Contexto de las violencias en Chiapas y el trabajo de las defensoras y sus territorios

Pedro Faro, del Frayba.

Pedro Faro

Director del Frayba

En Chiapas estamos en un escenario de convulsión social, donde el gobierno se queda corto y simula la atención de las problemáticas recientes y muchas de ellas históricas fruto del abandono y de la deliberada impunidad que tiene como consecuencia violaciones a los derechos humanos.

Ahora ante el contexto de la pandemia COVID-19 se sobrepone las problemáticas graves de violaciones a los derechos humanos como es el impacto hacia el territorio de los pueblos originarios esencialmente en las personas víctimas del desplazamiento forzado que se ha expandido en el territorio de Chiapas y ante una focalizada violencia en la zona Altos, Selva y Norte, que desde la documentación del Frayba tenemos registrado 11 476 víctimas.

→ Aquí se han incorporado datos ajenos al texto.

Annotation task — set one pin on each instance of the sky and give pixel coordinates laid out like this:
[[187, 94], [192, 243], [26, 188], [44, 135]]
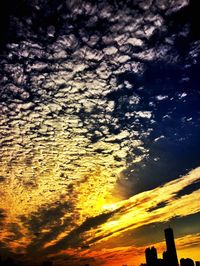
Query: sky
[[99, 130]]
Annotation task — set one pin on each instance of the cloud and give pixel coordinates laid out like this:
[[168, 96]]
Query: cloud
[[77, 110]]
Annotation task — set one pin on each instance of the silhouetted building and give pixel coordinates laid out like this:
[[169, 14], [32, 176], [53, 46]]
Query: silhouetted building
[[47, 263], [151, 256], [186, 262], [170, 256]]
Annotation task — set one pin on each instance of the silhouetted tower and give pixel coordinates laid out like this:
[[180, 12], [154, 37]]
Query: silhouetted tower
[[47, 263], [187, 262], [171, 255], [151, 256]]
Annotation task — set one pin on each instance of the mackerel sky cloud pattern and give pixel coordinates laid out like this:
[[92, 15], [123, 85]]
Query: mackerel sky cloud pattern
[[99, 118]]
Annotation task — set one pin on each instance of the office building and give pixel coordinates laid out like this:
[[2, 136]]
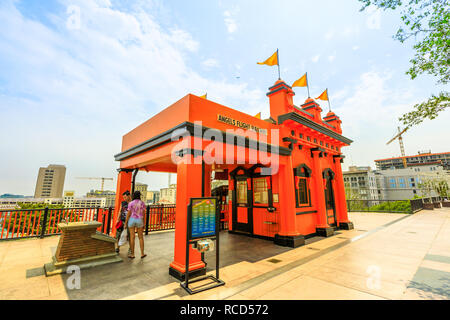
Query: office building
[[109, 195], [420, 159], [141, 187], [50, 182]]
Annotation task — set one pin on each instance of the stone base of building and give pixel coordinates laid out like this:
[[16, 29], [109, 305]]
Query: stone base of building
[[55, 267], [181, 275], [346, 225], [289, 241], [325, 231], [428, 206]]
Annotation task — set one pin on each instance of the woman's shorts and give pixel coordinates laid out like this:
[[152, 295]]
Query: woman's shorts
[[136, 223]]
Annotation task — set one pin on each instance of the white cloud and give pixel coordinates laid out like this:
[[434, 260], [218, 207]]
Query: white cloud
[[72, 94], [230, 19], [329, 35], [315, 58], [369, 112], [210, 63]]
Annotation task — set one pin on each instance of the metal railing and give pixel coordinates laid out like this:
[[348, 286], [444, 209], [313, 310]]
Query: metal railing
[[18, 223], [394, 206], [33, 223], [160, 217]]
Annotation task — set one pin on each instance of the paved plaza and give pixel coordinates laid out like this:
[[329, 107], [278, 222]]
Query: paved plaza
[[386, 256]]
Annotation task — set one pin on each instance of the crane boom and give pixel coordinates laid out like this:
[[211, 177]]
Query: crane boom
[[400, 141], [398, 135], [95, 178]]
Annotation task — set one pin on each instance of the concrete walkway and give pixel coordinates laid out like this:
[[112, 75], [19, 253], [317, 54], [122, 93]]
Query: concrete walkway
[[387, 256]]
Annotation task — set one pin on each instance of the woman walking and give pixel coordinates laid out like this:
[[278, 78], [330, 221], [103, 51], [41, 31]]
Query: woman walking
[[135, 222]]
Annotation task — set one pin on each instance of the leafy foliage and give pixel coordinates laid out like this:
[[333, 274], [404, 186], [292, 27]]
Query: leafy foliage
[[41, 205], [383, 206], [428, 22], [30, 222]]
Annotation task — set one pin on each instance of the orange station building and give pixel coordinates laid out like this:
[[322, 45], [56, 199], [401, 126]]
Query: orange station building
[[284, 173]]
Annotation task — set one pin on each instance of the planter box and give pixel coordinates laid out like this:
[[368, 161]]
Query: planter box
[[428, 206]]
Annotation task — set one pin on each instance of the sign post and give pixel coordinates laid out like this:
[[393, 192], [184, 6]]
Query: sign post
[[202, 224]]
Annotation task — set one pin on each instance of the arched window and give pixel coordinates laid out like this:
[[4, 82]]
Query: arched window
[[302, 176]]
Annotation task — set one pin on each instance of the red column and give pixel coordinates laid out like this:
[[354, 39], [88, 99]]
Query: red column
[[123, 184], [287, 198], [342, 214], [319, 190], [189, 184]]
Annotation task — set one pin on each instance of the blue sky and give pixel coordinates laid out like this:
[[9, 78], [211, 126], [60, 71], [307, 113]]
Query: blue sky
[[77, 75]]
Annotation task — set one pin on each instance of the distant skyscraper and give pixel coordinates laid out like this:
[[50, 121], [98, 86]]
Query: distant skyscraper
[[142, 187], [50, 182]]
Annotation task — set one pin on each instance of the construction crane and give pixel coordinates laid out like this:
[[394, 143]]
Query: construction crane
[[400, 140], [94, 178]]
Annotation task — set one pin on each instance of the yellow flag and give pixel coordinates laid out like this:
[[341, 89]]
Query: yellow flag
[[272, 61], [302, 82], [323, 96]]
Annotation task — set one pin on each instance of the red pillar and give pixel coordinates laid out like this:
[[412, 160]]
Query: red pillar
[[288, 234], [342, 214], [123, 184], [189, 185], [322, 227]]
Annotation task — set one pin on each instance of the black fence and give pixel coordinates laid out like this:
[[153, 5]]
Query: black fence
[[40, 223], [393, 206]]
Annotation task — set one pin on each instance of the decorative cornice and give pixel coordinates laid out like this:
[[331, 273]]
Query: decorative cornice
[[313, 125], [188, 128]]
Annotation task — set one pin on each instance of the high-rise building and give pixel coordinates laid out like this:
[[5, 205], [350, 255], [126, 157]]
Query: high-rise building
[[421, 159], [50, 182], [141, 187], [109, 195], [361, 183], [69, 201], [168, 195]]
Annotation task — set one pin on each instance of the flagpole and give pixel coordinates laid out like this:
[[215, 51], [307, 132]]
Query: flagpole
[[278, 64], [307, 85], [328, 96]]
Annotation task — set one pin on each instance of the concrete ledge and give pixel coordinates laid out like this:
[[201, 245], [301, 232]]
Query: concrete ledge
[[346, 225], [55, 267], [289, 241], [100, 236], [325, 232], [181, 275], [79, 225]]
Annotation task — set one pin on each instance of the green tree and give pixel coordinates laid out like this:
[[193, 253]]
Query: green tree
[[428, 22]]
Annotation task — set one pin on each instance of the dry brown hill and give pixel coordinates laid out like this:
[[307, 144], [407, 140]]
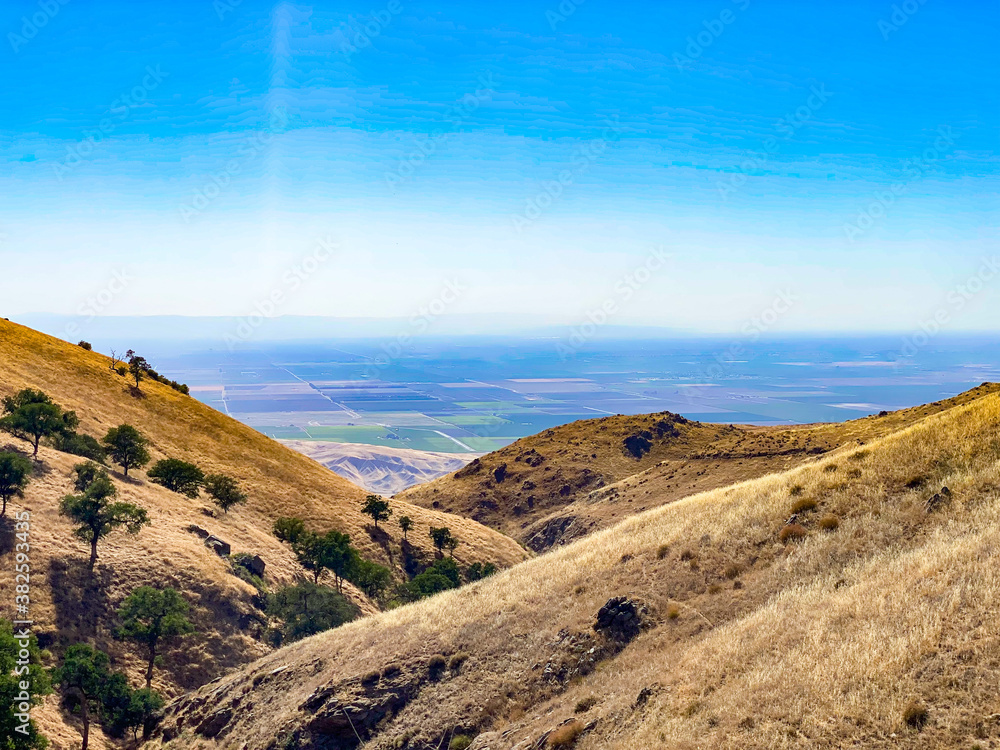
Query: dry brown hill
[[280, 482], [572, 480], [868, 622]]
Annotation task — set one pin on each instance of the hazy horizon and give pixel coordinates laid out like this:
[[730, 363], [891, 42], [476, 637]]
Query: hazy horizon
[[687, 166]]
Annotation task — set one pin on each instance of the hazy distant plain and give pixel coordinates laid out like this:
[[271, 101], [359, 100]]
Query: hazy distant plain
[[473, 395]]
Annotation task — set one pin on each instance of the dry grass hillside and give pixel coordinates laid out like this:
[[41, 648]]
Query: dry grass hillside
[[68, 607], [572, 480], [847, 602]]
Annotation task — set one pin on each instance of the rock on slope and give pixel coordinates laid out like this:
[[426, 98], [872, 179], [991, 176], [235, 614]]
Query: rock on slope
[[572, 480], [67, 607], [834, 604], [385, 471]]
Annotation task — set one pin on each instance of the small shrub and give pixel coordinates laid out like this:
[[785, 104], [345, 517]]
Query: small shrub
[[436, 665], [801, 506], [792, 533], [829, 522], [915, 715], [566, 735]]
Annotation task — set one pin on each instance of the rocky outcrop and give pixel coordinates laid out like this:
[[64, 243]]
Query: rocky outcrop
[[620, 619]]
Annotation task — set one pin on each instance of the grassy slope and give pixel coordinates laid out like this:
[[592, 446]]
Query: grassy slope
[[279, 482], [586, 482], [820, 643]]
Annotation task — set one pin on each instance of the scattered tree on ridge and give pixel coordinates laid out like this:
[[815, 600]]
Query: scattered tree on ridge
[[178, 476], [288, 529], [81, 679], [127, 447], [97, 514], [225, 491], [15, 473], [86, 474], [37, 678], [307, 609], [331, 551], [405, 523], [151, 615], [478, 571], [370, 577], [126, 710], [377, 508], [31, 415], [441, 537]]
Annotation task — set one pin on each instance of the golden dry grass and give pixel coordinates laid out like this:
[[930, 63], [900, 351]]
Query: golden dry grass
[[68, 608], [824, 643], [586, 482]]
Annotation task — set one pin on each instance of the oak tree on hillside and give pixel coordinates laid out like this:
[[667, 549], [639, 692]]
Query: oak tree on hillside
[[15, 473], [150, 616], [442, 538], [405, 523], [288, 529], [331, 551], [225, 491], [370, 577], [31, 415], [97, 513], [81, 680], [178, 476], [126, 710], [137, 366], [86, 474], [377, 508], [37, 679], [127, 447], [307, 609]]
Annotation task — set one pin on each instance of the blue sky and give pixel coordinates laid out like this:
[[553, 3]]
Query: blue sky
[[542, 158]]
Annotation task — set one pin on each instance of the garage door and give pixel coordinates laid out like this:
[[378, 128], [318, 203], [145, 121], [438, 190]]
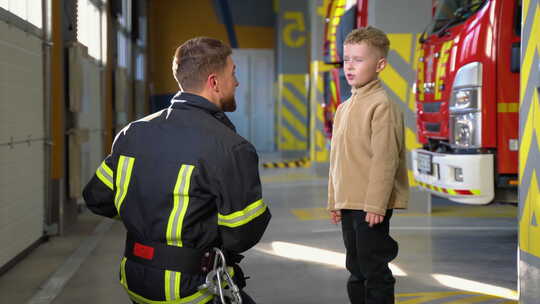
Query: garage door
[[22, 177]]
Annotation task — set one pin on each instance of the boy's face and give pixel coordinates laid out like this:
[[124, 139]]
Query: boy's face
[[361, 63]]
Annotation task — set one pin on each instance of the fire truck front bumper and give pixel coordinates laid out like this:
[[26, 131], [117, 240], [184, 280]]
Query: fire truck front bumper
[[463, 178]]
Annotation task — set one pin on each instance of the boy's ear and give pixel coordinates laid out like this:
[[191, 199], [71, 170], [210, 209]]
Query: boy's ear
[[381, 64]]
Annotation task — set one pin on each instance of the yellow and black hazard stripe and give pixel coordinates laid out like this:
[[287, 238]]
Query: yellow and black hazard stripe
[[529, 141], [450, 191], [300, 163]]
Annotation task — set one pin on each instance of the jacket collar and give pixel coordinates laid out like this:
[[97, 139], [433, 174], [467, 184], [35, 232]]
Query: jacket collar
[[183, 99], [367, 89]]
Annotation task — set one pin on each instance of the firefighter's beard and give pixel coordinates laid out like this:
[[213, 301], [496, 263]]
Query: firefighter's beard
[[229, 104]]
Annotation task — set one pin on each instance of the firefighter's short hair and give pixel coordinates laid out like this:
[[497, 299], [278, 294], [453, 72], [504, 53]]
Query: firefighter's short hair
[[374, 37], [197, 58]]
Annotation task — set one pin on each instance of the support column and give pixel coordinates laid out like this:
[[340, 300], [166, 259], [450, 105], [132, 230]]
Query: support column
[[529, 155], [292, 70], [403, 21]]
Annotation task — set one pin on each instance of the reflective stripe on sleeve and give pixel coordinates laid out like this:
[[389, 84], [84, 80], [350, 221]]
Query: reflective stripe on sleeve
[[123, 176], [123, 280], [104, 173], [172, 285], [242, 217], [180, 205]]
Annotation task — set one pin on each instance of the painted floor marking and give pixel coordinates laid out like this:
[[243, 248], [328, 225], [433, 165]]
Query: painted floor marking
[[450, 297], [501, 211], [54, 285]]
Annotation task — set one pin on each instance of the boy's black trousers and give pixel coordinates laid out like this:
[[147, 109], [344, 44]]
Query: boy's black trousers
[[369, 250]]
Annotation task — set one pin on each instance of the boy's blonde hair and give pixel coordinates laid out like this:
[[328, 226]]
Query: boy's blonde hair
[[372, 36]]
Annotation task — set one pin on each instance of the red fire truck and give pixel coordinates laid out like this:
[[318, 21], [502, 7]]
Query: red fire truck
[[467, 97]]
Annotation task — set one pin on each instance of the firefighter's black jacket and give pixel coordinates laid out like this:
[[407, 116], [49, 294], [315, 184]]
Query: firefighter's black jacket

Siendo la situación más terrible el caso de desplazamiento forzado en el municipio de Aldama, Chiapas, con más 3499 víctimas quienes viven en un ambiente crítico ante las agresiones armadas a su territorio perpetradas por el grupo de corte paramilitar del sector Santa Martha, municipio de Chenalho que mantiene en asedio desde abril de 2018 a la fecha, con la nula actuación de los gobiernos estatal y federal que no desactivan la violencia que ha rebasado todas las proporciones posibles, por lo que son cómplices de los hechos criminales que diariamente se mantiene hacia 12 comunidades del municipio de Aldama, prefigurando entornos torturantes, con impactos físicos y psicológicos que representan daños severos en la vida y la cultura del pueblo tsotsil de Aldama.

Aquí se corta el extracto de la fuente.